The website didn’t receive much attention but I have to thank Matt Allinson for their interest in the site. I think they wanted to do something similar but saw I had done lots of the work already. Matt added Discogs genre information from the discogs API which is pretty neat. I had hoped that one of the outcomes of this work might be people attempting to augment the data to bring new contexts.

Matt also told me they had interviewed a real life astronaut Tracy Caldwell Dyson (who also performed in Max Q who also had songs aired as Wake-up Calls!) and they had called the project “cool” 🤗.

I tried reaching out to other sources of space and science communication who might be interested in the work but I don’t think many if anyone has looked into it.

What about NASA?

I haven’t directly reached out to NASA. I have tried indirectly, but at the time it didn’t feel straightforward given the U.S. administration, and then, I moved on to other projects, really only coming back to this today while reflecting on some nice outputs from my past.

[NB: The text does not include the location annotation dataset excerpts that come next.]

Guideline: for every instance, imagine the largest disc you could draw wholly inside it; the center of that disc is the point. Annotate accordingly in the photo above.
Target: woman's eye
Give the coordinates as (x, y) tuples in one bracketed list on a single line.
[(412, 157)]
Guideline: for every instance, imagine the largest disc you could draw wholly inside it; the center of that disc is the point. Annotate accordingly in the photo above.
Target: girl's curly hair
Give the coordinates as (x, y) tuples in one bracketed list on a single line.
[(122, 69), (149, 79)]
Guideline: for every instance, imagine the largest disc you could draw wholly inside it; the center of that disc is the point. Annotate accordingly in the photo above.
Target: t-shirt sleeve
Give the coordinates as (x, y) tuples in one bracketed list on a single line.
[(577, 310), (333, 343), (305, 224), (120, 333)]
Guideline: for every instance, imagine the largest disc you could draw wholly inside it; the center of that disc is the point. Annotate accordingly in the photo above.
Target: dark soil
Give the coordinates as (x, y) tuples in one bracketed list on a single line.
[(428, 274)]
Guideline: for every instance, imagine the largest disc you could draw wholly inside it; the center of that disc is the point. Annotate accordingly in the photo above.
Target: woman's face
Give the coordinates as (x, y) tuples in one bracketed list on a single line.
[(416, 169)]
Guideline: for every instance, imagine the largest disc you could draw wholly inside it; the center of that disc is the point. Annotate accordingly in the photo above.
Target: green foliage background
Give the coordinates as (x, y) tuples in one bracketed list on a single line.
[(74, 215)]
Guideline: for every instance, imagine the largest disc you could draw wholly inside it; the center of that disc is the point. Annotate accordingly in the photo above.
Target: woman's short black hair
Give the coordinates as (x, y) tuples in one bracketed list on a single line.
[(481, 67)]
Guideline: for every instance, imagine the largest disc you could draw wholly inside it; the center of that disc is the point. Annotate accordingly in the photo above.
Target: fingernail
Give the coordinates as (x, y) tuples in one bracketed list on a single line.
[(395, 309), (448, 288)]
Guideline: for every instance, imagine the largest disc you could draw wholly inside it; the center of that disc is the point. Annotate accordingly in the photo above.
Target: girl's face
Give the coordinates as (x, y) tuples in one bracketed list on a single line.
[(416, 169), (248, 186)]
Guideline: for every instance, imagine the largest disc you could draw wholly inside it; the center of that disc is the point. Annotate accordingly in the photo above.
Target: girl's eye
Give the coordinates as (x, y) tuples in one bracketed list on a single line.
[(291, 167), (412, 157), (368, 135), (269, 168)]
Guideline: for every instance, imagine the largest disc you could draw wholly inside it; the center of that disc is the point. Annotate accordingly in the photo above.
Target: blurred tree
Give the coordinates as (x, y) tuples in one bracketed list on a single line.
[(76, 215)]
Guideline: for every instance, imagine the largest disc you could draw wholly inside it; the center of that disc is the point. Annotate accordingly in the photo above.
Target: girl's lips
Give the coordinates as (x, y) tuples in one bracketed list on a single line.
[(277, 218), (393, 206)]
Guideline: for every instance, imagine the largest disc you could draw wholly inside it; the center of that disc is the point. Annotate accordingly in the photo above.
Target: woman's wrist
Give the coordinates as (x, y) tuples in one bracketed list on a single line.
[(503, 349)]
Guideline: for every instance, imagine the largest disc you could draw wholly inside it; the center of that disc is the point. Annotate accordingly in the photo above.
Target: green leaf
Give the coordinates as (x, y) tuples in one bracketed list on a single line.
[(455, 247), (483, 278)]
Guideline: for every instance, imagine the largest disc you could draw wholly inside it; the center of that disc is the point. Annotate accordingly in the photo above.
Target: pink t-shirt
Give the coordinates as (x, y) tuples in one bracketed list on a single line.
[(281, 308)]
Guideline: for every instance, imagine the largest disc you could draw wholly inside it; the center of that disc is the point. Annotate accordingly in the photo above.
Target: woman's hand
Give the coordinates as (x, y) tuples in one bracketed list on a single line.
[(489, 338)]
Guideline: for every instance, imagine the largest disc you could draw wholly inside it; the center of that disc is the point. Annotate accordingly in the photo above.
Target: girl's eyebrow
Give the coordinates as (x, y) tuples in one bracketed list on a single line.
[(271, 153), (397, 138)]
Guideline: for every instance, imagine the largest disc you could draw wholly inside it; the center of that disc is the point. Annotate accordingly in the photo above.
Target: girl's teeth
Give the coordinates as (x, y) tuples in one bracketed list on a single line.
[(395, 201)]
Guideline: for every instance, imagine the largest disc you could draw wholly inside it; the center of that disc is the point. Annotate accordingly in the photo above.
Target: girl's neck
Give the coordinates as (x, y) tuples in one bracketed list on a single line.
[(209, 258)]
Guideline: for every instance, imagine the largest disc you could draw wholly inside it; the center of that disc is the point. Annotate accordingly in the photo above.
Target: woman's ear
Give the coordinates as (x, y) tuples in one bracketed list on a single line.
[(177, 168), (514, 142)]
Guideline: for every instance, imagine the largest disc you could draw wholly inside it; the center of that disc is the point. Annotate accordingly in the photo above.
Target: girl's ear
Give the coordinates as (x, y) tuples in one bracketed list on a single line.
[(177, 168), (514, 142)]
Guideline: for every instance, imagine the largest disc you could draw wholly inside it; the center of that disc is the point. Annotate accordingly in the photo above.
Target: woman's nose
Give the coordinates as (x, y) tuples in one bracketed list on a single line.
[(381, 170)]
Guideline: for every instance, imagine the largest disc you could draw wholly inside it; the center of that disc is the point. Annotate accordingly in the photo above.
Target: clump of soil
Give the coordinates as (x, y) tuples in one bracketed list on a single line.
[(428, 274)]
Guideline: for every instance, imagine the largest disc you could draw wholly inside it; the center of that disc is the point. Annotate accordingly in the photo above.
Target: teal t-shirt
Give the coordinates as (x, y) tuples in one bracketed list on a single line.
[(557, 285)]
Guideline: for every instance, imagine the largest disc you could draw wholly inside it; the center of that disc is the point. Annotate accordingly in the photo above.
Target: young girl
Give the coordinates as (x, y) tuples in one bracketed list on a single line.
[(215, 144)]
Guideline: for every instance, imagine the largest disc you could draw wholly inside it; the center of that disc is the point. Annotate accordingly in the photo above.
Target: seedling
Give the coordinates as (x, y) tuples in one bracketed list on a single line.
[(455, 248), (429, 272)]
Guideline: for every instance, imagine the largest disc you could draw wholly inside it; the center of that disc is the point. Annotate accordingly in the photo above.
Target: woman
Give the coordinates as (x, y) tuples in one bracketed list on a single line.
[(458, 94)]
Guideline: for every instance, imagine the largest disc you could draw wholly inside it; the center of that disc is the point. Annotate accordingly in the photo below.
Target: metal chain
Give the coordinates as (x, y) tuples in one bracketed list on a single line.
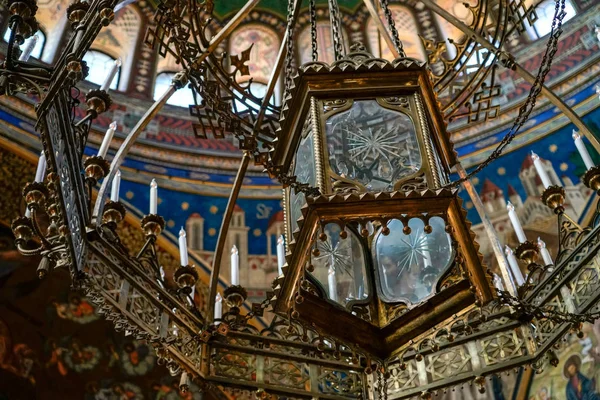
[(527, 107), (336, 32), (289, 57), (392, 25), (313, 30)]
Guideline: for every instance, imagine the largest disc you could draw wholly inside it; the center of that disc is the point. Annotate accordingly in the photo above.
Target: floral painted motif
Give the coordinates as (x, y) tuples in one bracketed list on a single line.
[(80, 358), (77, 309), (137, 358)]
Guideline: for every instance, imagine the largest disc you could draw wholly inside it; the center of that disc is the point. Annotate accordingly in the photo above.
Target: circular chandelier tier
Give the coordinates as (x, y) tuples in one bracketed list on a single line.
[(382, 288)]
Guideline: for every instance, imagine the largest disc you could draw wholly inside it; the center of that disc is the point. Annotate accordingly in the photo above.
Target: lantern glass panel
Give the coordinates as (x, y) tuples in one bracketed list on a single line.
[(340, 266), (304, 170), (409, 266), (372, 145)]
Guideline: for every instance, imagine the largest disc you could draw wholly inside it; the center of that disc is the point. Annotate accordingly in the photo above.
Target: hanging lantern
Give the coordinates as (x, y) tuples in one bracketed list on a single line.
[(383, 253)]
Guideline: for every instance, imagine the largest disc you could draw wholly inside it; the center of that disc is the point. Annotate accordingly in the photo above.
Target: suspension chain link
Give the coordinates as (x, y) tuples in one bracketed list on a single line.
[(392, 25), (529, 104), (289, 57), (313, 30), (336, 32)]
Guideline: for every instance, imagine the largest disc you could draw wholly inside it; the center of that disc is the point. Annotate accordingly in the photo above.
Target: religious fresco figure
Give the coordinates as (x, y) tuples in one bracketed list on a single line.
[(579, 386)]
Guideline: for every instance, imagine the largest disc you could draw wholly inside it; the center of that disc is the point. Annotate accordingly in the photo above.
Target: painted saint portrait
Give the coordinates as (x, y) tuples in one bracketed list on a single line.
[(578, 373)]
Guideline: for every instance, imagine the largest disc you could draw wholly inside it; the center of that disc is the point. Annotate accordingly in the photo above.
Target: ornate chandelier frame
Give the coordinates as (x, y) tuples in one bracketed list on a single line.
[(518, 328)]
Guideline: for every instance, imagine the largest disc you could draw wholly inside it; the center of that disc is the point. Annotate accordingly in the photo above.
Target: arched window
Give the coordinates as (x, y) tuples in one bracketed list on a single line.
[(407, 30), (39, 46), (99, 65), (265, 45), (182, 98), (545, 14), (121, 39), (324, 43)]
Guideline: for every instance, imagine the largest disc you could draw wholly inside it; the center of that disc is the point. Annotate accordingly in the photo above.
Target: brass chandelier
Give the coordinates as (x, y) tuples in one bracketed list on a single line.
[(382, 288)]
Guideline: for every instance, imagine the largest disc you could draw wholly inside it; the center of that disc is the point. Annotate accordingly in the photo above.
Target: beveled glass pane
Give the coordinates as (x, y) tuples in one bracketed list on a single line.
[(304, 170), (372, 145), (409, 266), (340, 267)]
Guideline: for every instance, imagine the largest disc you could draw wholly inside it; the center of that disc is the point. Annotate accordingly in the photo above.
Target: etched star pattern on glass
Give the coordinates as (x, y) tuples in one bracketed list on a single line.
[(373, 145)]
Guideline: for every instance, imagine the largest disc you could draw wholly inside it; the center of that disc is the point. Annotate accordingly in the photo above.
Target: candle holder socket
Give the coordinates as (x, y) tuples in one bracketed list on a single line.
[(527, 252), (76, 11), (43, 267), (107, 15), (235, 295), (591, 178), (35, 194), (52, 182), (114, 212), (22, 229), (554, 197), (77, 70), (97, 101), (96, 168), (22, 8), (153, 224), (186, 277)]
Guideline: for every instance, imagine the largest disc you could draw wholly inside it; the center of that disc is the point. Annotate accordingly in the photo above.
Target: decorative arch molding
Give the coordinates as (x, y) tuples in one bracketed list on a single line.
[(53, 21)]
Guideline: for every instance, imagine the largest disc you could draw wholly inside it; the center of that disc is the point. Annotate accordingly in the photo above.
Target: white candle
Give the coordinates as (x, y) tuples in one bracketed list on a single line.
[(218, 308), (514, 266), (107, 138), (111, 75), (497, 281), (40, 172), (280, 255), (539, 167), (585, 155), (28, 48), (545, 253), (153, 196), (332, 284), (514, 220), (235, 266), (116, 187), (183, 257)]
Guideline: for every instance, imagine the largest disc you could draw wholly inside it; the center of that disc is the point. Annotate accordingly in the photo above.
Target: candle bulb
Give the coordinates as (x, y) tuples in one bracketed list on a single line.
[(28, 48), (183, 256), (514, 220), (539, 167), (514, 266), (585, 155), (545, 253), (40, 172), (280, 255), (116, 187), (111, 75), (107, 138), (218, 308), (498, 283), (235, 266), (332, 284), (153, 196)]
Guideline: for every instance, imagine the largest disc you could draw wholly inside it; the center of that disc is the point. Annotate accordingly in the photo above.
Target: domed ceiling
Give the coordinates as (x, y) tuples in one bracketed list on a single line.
[(195, 174)]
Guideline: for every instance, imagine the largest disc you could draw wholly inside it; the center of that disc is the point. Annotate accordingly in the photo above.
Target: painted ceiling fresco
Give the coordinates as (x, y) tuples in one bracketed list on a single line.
[(54, 345)]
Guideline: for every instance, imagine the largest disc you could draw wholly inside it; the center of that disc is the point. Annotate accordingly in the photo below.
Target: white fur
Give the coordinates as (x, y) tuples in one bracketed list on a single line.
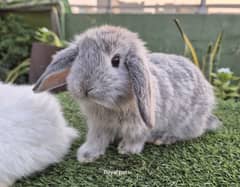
[(33, 132)]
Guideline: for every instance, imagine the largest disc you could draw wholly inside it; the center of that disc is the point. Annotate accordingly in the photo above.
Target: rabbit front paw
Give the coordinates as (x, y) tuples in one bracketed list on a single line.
[(130, 148), (87, 154)]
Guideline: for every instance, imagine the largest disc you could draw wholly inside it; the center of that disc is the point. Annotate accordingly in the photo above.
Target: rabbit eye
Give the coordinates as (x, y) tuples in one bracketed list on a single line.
[(115, 61)]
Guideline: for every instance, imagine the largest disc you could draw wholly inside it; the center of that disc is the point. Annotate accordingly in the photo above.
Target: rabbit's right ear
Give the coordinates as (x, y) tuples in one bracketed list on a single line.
[(56, 73), (142, 86)]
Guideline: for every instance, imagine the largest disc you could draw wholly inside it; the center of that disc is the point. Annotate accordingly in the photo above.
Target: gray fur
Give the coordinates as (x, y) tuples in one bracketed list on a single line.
[(164, 91)]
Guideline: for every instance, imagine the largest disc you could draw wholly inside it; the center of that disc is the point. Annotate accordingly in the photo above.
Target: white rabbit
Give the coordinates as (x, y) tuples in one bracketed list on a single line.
[(33, 132), (128, 93)]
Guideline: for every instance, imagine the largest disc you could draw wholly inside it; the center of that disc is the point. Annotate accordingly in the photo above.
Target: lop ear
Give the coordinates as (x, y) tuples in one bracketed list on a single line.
[(57, 71), (142, 87)]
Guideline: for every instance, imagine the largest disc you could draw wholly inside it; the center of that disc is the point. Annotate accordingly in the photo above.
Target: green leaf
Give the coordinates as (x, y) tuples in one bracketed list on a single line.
[(188, 43)]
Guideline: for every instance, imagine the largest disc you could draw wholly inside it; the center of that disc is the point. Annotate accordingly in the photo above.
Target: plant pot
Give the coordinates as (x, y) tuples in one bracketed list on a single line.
[(41, 57)]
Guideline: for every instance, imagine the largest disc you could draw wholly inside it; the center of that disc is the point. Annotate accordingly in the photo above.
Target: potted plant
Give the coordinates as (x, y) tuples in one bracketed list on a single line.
[(41, 54)]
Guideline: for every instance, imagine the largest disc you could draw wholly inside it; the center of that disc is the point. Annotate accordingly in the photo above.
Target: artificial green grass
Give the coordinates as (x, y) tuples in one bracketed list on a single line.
[(212, 160)]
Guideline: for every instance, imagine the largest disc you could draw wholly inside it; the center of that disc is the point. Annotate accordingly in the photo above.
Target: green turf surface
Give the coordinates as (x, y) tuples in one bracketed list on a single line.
[(212, 160)]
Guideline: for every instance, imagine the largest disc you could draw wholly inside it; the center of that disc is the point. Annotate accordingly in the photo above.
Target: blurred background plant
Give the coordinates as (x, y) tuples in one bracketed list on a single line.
[(226, 84), (46, 36), (209, 62), (16, 40)]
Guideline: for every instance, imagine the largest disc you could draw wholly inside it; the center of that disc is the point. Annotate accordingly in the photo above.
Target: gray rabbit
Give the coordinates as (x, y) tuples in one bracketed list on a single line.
[(130, 94)]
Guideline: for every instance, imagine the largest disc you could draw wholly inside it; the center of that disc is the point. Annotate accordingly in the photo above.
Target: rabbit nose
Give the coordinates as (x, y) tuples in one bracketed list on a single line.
[(87, 91)]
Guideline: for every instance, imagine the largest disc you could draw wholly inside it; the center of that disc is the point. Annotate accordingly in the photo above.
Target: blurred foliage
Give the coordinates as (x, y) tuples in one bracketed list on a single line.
[(16, 39), (210, 60), (21, 69), (49, 37), (226, 84)]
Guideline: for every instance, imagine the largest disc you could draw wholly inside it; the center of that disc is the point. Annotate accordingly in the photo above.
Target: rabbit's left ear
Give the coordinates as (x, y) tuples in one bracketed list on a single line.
[(56, 73), (142, 87)]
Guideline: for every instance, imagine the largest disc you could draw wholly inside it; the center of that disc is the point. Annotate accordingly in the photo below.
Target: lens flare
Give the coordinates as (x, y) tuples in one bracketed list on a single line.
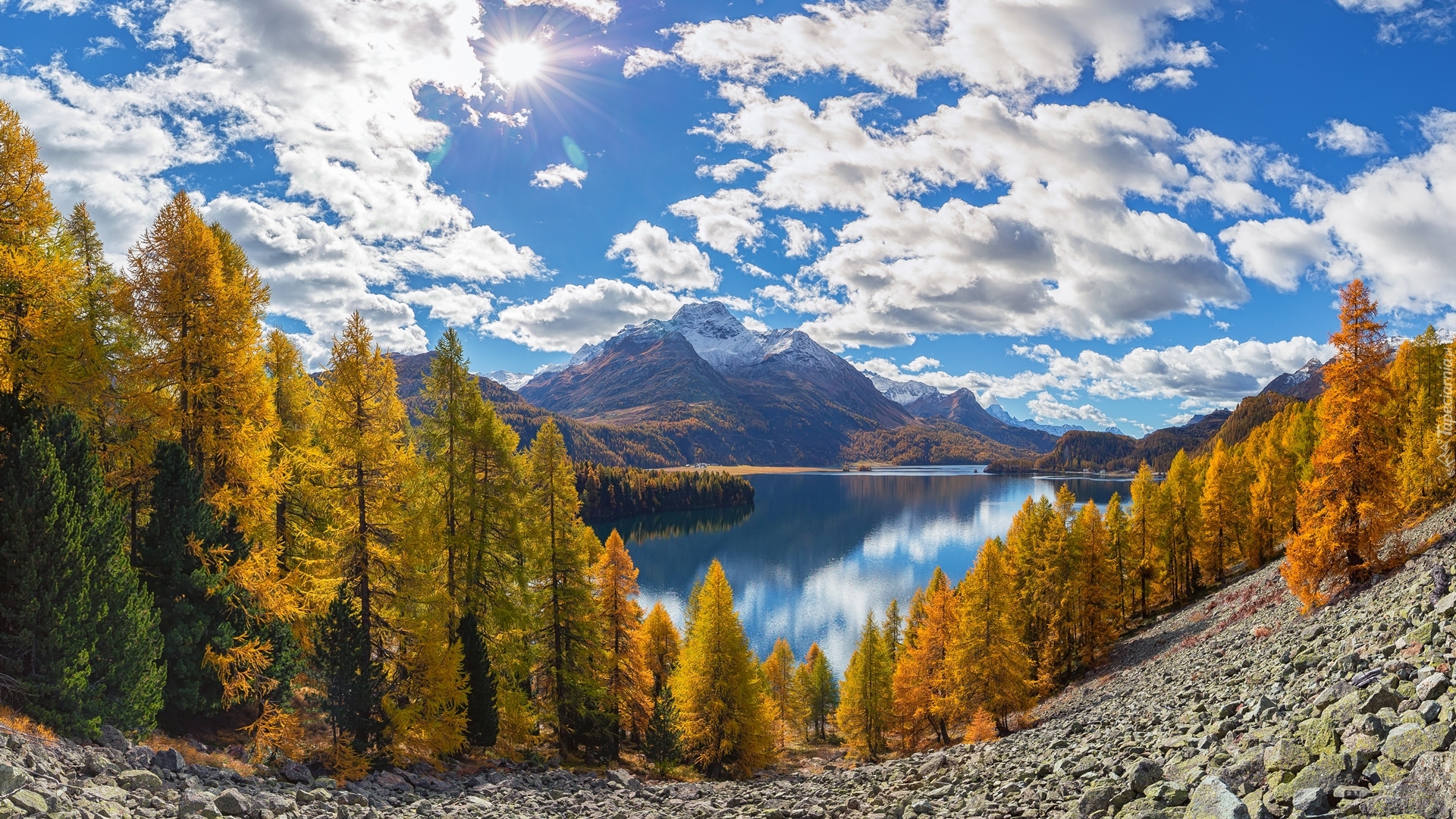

It would be great if NASA were to pick this effort up and make this dataset the foundation of their future efforts recording wake-up calls. It could make their task easier. It might also be a good foundation for uploading this as data somewhere else, e.g. Wikidata.

Next steps

So, at this point, I haven’t too many plans for the work. Maybe others have ideas that they’d like to see implemented?

Since February 5, 2019, I have added data where I have found information during my reading, listening, or viewing, such as when I managed to glean some more information about the first song played on the moon while watching a Quincy Jones documentary. I keep track of some of the other work still to be done via the GitHub Issues.

Outro: or should I say returning to earth?

Today, space feels like a terrible extension of the heavier sociopolitical issues that we’re going through (although who am I to talk? Scott-Heron saw deeper problems in 1970).

The human race is further apart from each other than ever before and not everyone has the luxury to think about space flight. There are an elite few taking it to the extremes, using space as their own playground whether using it as an extension of influence culture or to role-play as a rocket scientist (exactly how much money do you need to pay people to also pretend you are a rocket scientist?).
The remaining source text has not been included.